Être humain dans un monde sans réponses
(Dans le miroir des déchirures... Milan Kundera et Tony Soprano)
Dans le monde de la littérature et du théâtre, il existe des personnages inoubliables non pas parce qu’ils sont idéalistes ou héroïques, mais parce qu’ils représentent l’homme tel qu’il est : contradictoire, fragile, violent et confus. Parmi ces personnages j'ai fait un mix pour mon meilleur écrivain
Milan Kundera, le romancier tchèque qui a écrit sur la « légèreté de l'être » et son absurdité existentielle, avec le meilleur acteur dramatique, James Gandolfini. Tony Soprano, le chef de la mafia américaine qui s'est assis sur le divan de la psychanalyse plus que sur le trône de son pouvoir. La plupart des personnages de Kundera souffrent d’anxiété excessive, de peur et d’une lutte contre l’aliénation, il n’était donc pas difficile d’inclure le personnage de Tony Soprano parmi les personnages de Milan Kundera.

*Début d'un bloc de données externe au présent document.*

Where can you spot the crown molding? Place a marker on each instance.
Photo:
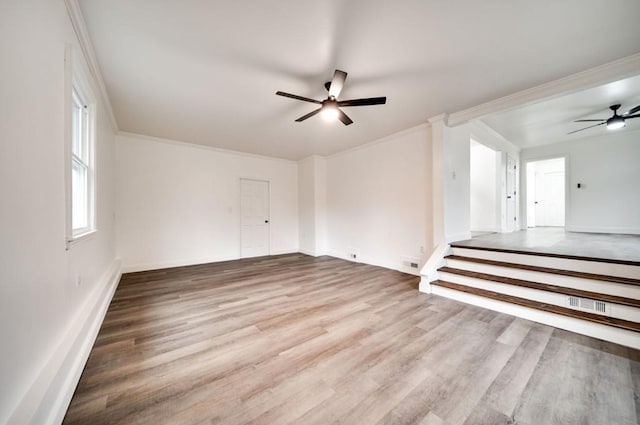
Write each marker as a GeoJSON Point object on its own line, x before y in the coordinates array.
{"type": "Point", "coordinates": [190, 145]}
{"type": "Point", "coordinates": [80, 28]}
{"type": "Point", "coordinates": [607, 73]}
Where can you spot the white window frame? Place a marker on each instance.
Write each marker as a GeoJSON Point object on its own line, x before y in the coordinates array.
{"type": "Point", "coordinates": [80, 146]}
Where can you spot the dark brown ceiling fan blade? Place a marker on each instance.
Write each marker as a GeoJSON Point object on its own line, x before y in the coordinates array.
{"type": "Point", "coordinates": [631, 111]}
{"type": "Point", "coordinates": [295, 96]}
{"type": "Point", "coordinates": [309, 115]}
{"type": "Point", "coordinates": [364, 102]}
{"type": "Point", "coordinates": [591, 126]}
{"type": "Point", "coordinates": [337, 82]}
{"type": "Point", "coordinates": [344, 118]}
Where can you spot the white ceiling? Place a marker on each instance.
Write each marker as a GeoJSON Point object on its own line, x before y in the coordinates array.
{"type": "Point", "coordinates": [207, 71]}
{"type": "Point", "coordinates": [550, 121]}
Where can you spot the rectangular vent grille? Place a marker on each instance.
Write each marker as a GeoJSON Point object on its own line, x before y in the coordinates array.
{"type": "Point", "coordinates": [590, 305]}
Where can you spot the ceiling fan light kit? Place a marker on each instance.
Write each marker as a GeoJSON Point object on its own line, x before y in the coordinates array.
{"type": "Point", "coordinates": [614, 122]}
{"type": "Point", "coordinates": [330, 107]}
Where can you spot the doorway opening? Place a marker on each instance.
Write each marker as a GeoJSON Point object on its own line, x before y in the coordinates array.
{"type": "Point", "coordinates": [546, 193]}
{"type": "Point", "coordinates": [484, 189]}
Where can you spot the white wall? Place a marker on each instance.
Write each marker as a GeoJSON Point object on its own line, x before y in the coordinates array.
{"type": "Point", "coordinates": [377, 199]}
{"type": "Point", "coordinates": [606, 165]}
{"type": "Point", "coordinates": [483, 187]}
{"type": "Point", "coordinates": [457, 193]}
{"type": "Point", "coordinates": [312, 209]}
{"type": "Point", "coordinates": [178, 204]}
{"type": "Point", "coordinates": [306, 205]}
{"type": "Point", "coordinates": [41, 307]}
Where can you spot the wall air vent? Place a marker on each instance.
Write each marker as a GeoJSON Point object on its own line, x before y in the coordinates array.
{"type": "Point", "coordinates": [587, 304]}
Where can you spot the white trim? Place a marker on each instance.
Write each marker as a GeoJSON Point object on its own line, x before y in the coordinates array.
{"type": "Point", "coordinates": [604, 229]}
{"type": "Point", "coordinates": [612, 71]}
{"type": "Point", "coordinates": [143, 267]}
{"type": "Point", "coordinates": [77, 81]}
{"type": "Point", "coordinates": [80, 28]}
{"type": "Point", "coordinates": [429, 271]}
{"type": "Point", "coordinates": [463, 236]}
{"type": "Point", "coordinates": [309, 252]}
{"type": "Point", "coordinates": [126, 134]}
{"type": "Point", "coordinates": [47, 399]}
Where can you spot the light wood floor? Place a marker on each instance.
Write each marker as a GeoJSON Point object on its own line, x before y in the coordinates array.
{"type": "Point", "coordinates": [297, 339]}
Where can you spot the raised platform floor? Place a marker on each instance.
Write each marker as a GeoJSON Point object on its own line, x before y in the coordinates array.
{"type": "Point", "coordinates": [556, 241]}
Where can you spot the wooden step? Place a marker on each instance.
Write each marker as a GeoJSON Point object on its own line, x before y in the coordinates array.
{"type": "Point", "coordinates": [548, 254]}
{"type": "Point", "coordinates": [544, 287]}
{"type": "Point", "coordinates": [564, 311]}
{"type": "Point", "coordinates": [571, 273]}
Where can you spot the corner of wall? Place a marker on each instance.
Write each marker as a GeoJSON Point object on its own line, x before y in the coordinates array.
{"type": "Point", "coordinates": [48, 398]}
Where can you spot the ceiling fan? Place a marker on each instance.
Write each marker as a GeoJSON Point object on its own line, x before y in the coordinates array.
{"type": "Point", "coordinates": [330, 107]}
{"type": "Point", "coordinates": [615, 121]}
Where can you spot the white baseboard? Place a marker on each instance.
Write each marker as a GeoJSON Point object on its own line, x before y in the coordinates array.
{"type": "Point", "coordinates": [310, 252]}
{"type": "Point", "coordinates": [606, 229]}
{"type": "Point", "coordinates": [143, 267]}
{"type": "Point", "coordinates": [458, 237]}
{"type": "Point", "coordinates": [48, 398]}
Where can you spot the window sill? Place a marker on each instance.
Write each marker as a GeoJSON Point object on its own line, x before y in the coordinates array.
{"type": "Point", "coordinates": [80, 238]}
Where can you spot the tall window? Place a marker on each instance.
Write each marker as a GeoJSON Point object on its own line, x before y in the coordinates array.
{"type": "Point", "coordinates": [82, 172]}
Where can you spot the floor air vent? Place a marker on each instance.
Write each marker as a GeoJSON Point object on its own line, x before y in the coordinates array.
{"type": "Point", "coordinates": [587, 304]}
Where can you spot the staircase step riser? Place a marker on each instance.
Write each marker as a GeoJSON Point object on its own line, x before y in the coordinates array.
{"type": "Point", "coordinates": [618, 311]}
{"type": "Point", "coordinates": [622, 290]}
{"type": "Point", "coordinates": [607, 333]}
{"type": "Point", "coordinates": [597, 267]}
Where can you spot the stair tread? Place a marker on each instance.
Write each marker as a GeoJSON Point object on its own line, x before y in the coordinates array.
{"type": "Point", "coordinates": [545, 287]}
{"type": "Point", "coordinates": [548, 254]}
{"type": "Point", "coordinates": [564, 311]}
{"type": "Point", "coordinates": [592, 276]}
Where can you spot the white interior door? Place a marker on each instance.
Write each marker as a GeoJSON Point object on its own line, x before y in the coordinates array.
{"type": "Point", "coordinates": [254, 218]}
{"type": "Point", "coordinates": [550, 198]}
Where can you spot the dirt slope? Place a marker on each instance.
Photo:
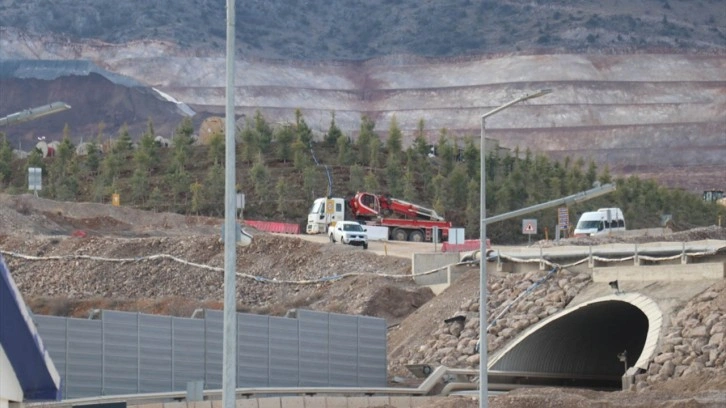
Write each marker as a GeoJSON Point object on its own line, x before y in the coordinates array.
{"type": "Point", "coordinates": [60, 271]}
{"type": "Point", "coordinates": [89, 256]}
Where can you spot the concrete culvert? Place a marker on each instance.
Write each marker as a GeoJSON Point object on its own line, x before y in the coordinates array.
{"type": "Point", "coordinates": [589, 345]}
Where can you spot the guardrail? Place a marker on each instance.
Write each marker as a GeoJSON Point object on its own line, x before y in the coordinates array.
{"type": "Point", "coordinates": [462, 377]}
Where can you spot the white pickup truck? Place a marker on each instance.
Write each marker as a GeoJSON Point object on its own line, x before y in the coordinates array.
{"type": "Point", "coordinates": [348, 232]}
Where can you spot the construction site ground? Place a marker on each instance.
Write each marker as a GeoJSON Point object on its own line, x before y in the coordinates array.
{"type": "Point", "coordinates": [70, 258]}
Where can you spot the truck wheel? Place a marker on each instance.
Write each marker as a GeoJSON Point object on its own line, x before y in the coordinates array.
{"type": "Point", "coordinates": [399, 235]}
{"type": "Point", "coordinates": [416, 236]}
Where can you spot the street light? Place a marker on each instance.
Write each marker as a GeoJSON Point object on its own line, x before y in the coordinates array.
{"type": "Point", "coordinates": [483, 359]}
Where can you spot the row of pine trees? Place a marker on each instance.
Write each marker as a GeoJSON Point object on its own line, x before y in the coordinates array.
{"type": "Point", "coordinates": [282, 169]}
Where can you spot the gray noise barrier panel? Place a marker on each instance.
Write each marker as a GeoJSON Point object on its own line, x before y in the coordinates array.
{"type": "Point", "coordinates": [130, 353]}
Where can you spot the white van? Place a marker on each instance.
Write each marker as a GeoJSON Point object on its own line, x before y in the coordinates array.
{"type": "Point", "coordinates": [602, 221]}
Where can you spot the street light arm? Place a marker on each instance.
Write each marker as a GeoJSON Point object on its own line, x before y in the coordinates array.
{"type": "Point", "coordinates": [520, 99]}
{"type": "Point", "coordinates": [483, 370]}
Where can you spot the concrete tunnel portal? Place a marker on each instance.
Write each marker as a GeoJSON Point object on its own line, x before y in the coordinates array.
{"type": "Point", "coordinates": [585, 346]}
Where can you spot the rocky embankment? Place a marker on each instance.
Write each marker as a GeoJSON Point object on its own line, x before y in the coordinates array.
{"type": "Point", "coordinates": [453, 344]}
{"type": "Point", "coordinates": [694, 343]}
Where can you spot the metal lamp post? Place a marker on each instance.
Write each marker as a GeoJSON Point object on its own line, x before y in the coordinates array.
{"type": "Point", "coordinates": [483, 352]}
{"type": "Point", "coordinates": [229, 331]}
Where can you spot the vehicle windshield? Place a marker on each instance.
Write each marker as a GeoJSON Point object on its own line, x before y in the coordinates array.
{"type": "Point", "coordinates": [317, 208]}
{"type": "Point", "coordinates": [588, 225]}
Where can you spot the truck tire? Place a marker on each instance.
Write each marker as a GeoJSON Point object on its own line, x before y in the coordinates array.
{"type": "Point", "coordinates": [399, 234]}
{"type": "Point", "coordinates": [416, 236]}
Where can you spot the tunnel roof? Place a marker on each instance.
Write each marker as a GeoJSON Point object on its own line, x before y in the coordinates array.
{"type": "Point", "coordinates": [586, 339]}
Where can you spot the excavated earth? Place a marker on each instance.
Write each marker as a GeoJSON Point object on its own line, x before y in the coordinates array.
{"type": "Point", "coordinates": [69, 258]}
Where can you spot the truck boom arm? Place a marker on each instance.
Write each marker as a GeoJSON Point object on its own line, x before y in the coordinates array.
{"type": "Point", "coordinates": [34, 113]}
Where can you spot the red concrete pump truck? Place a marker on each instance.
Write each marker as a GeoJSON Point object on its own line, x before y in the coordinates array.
{"type": "Point", "coordinates": [405, 221]}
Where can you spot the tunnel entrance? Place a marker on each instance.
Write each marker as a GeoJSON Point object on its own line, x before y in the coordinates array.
{"type": "Point", "coordinates": [588, 346]}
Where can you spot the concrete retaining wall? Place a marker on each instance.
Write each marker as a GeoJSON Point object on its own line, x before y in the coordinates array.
{"type": "Point", "coordinates": [376, 233]}
{"type": "Point", "coordinates": [425, 262]}
{"type": "Point", "coordinates": [309, 402]}
{"type": "Point", "coordinates": [687, 272]}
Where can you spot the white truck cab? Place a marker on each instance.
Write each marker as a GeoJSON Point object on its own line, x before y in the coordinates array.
{"type": "Point", "coordinates": [602, 221]}
{"type": "Point", "coordinates": [324, 212]}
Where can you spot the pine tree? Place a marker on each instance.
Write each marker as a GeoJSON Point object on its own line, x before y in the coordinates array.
{"type": "Point", "coordinates": [182, 147]}
{"type": "Point", "coordinates": [393, 144]}
{"type": "Point", "coordinates": [284, 136]}
{"type": "Point", "coordinates": [311, 181]}
{"type": "Point", "coordinates": [364, 140]}
{"type": "Point", "coordinates": [302, 130]}
{"type": "Point", "coordinates": [375, 151]}
{"type": "Point", "coordinates": [216, 151]}
{"type": "Point", "coordinates": [371, 182]}
{"type": "Point", "coordinates": [473, 213]}
{"type": "Point", "coordinates": [393, 175]}
{"type": "Point", "coordinates": [420, 144]}
{"type": "Point", "coordinates": [344, 151]}
{"type": "Point", "coordinates": [334, 132]}
{"type": "Point", "coordinates": [124, 143]}
{"type": "Point", "coordinates": [6, 157]}
{"type": "Point", "coordinates": [139, 185]}
{"type": "Point", "coordinates": [445, 152]}
{"type": "Point", "coordinates": [264, 132]}
{"type": "Point", "coordinates": [356, 179]}
{"type": "Point", "coordinates": [213, 190]}
{"type": "Point", "coordinates": [147, 154]}
{"type": "Point", "coordinates": [250, 143]}
{"type": "Point", "coordinates": [456, 188]}
{"type": "Point", "coordinates": [197, 197]}
{"type": "Point", "coordinates": [409, 187]}
{"type": "Point", "coordinates": [156, 200]}
{"type": "Point", "coordinates": [260, 177]}
{"type": "Point", "coordinates": [471, 158]}
{"type": "Point", "coordinates": [282, 196]}
{"type": "Point", "coordinates": [93, 158]}
{"type": "Point", "coordinates": [301, 158]}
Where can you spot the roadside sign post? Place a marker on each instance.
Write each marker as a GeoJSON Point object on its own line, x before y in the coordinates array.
{"type": "Point", "coordinates": [529, 227]}
{"type": "Point", "coordinates": [563, 220]}
{"type": "Point", "coordinates": [240, 204]}
{"type": "Point", "coordinates": [35, 182]}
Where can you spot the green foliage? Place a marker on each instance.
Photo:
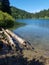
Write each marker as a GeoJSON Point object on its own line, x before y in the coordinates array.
{"type": "Point", "coordinates": [5, 6]}
{"type": "Point", "coordinates": [18, 13]}
{"type": "Point", "coordinates": [42, 14]}
{"type": "Point", "coordinates": [6, 20]}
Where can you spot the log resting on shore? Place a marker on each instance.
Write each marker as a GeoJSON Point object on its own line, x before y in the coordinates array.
{"type": "Point", "coordinates": [9, 39]}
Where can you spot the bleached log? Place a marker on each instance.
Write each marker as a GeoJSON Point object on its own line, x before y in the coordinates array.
{"type": "Point", "coordinates": [11, 43]}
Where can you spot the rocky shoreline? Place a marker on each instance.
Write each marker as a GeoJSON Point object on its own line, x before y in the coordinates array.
{"type": "Point", "coordinates": [22, 55]}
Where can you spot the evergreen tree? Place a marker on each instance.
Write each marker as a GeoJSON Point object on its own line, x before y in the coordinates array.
{"type": "Point", "coordinates": [6, 6]}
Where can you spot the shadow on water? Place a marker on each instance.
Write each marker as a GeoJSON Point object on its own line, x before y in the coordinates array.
{"type": "Point", "coordinates": [19, 60]}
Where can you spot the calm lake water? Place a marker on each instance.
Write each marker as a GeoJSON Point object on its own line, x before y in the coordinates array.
{"type": "Point", "coordinates": [36, 32]}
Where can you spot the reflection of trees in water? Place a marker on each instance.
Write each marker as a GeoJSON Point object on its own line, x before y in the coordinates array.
{"type": "Point", "coordinates": [18, 60]}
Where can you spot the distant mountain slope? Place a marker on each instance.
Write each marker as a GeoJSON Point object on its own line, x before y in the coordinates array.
{"type": "Point", "coordinates": [42, 14]}
{"type": "Point", "coordinates": [18, 13]}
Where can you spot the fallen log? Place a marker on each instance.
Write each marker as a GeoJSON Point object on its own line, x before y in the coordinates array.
{"type": "Point", "coordinates": [19, 39]}
{"type": "Point", "coordinates": [9, 39]}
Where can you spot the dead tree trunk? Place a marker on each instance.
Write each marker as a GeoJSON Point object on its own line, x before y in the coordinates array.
{"type": "Point", "coordinates": [9, 39]}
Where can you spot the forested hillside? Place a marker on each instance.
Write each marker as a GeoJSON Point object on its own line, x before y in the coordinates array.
{"type": "Point", "coordinates": [42, 14]}
{"type": "Point", "coordinates": [18, 13]}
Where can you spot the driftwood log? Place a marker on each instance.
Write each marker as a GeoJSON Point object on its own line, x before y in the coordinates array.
{"type": "Point", "coordinates": [9, 39]}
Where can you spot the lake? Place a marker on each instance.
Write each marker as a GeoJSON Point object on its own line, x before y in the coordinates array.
{"type": "Point", "coordinates": [36, 31]}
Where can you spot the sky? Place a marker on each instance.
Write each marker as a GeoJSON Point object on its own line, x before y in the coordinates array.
{"type": "Point", "coordinates": [31, 6]}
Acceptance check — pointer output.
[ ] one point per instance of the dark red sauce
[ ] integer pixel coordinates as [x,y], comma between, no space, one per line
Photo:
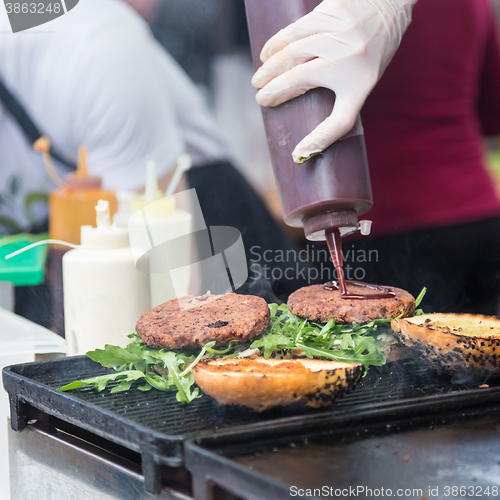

Kundera : Le philosophe qui écrit en tremblant
Milan Kundera n’est pas un écrivain conventionnel, mais un philosophe sous une forme ironique. Dans ses romans, l’homme est dépouillé de son héroïsme et devient un être trivial en quête de sens dans une histoire qui se moque d’elle-même. Chaque personnage de Kundera est une question, et chaque histoire est un microscope qui révèle la fragilité de l’existence.
Il a écrit dans L'Insoutenable Légèreté de l'Être : « L'homme ne peut vivre qu'une seule vie, et il n'a aucun moyen de la comparer à une autre pour juger si elle est la meilleure ou non. Il ne peut pas vivre plusieurs vies pour choisir la meilleure, alors tout semble se produire pour la première fois, comme si cela ne s'était jamais produit auparavant. »
C’est cette conscience du poids des décisions, malgré leur fragilité, qui pousse Kundera à écrire, non pas pour glorifier l’homme, mais pour révéler sa nudité existentielle.
Kundera est l’écrivain qui a choisi l’exil non seulement pour échapper au pouvoir, mais aussi pour échapper au langage lui-même. Il écrivit même plus tard en français pour recommencer, comme s'il s'échappait de sa propre voix pour écouter l'écho de lui-même. Il dit dans le Livre du rire et de l’oubli :
« La lutte entre la mémoire et l’oubli est la lutte entre l’homme et le pouvoir. »
Tony Soprano : Le monstre qui avait peur de dormir
Tony Soprano n’est pas seulement un chef de gang dans une série télévisée américaine, mais le miroir de l’homme moderne déchiré entre le pouvoir et le vide, entre la paternité et le crime, entre le désir d’immortalité et la peur de la mort. Il s'assoit dans le bureau du psychiatre non pas pour être guéri, mais pour essayer de se comprendre lui-même. Il a dit un jour au médecin :
« J'ai parfois l'impression que le monde moderne a perdu quelque chose. Les gens ne savent plus qui ils sont ni ce qu'ils veulent. »
Tony est un tueur, mais il est fragile. Il pleure à cause d'un canard qu'il a élevé dans son jardin parce qu'il sent que l'animal « lui a donné un amour inconditionnel », quelque chose qu'il n'a pas trouvé même chez ses proches. Il demande dans l’un des dialogues :
« À quoi bon tout ça ? L'argent, le pouvoir, le respect… quand on ne peut pas dormir la nuit sans voir le visage de ceux qu'on a tués ? »
C'est un homme qui vit une lutte intérieure sans relâche. Il veut être fort, mais il n’a pas confiance en sa force. Il règne sur le monde souterrain, mais son monde intérieur est le chaos. Le médecin lui donne un langage pour exprimer ses sentiments, mais il ne trouve pas le courage de changer sa vie. Dans une autre interview, il dit :
Peut-être que je ne suis pas la mauvaise personne que je pense, mais je ne suis pas non plus la bonne personne que j'étais censé être.
Entre Kundera et Toni : l'homme tel qu'il est
Il peut paraître étrange de combiner un écrivain satirique et philosophe avec une figure dramatique violente, mais Kundera et Toni se rencontrent dans quelque chose d’essentiel : une humanité fracturée. Ils vivent tous les deux dans un monde qui ne fournit pas de réponses, seulement des questions trop lourdes à poser et trop légères à répondre. Tous deux s'échappent : Kundera s'échappe du sérieux dans la philosophie ironique, et Toni s'échappe de ses sentiments dans un masque de pouvoir.
Kundera dit dans l’une de ses interviews :
L’écriture est un acte de résistance contre l’oubli.
Mais Tony vit le contraire : tout en lui cherche à oublier, à enterrer le souvenir, à se taire.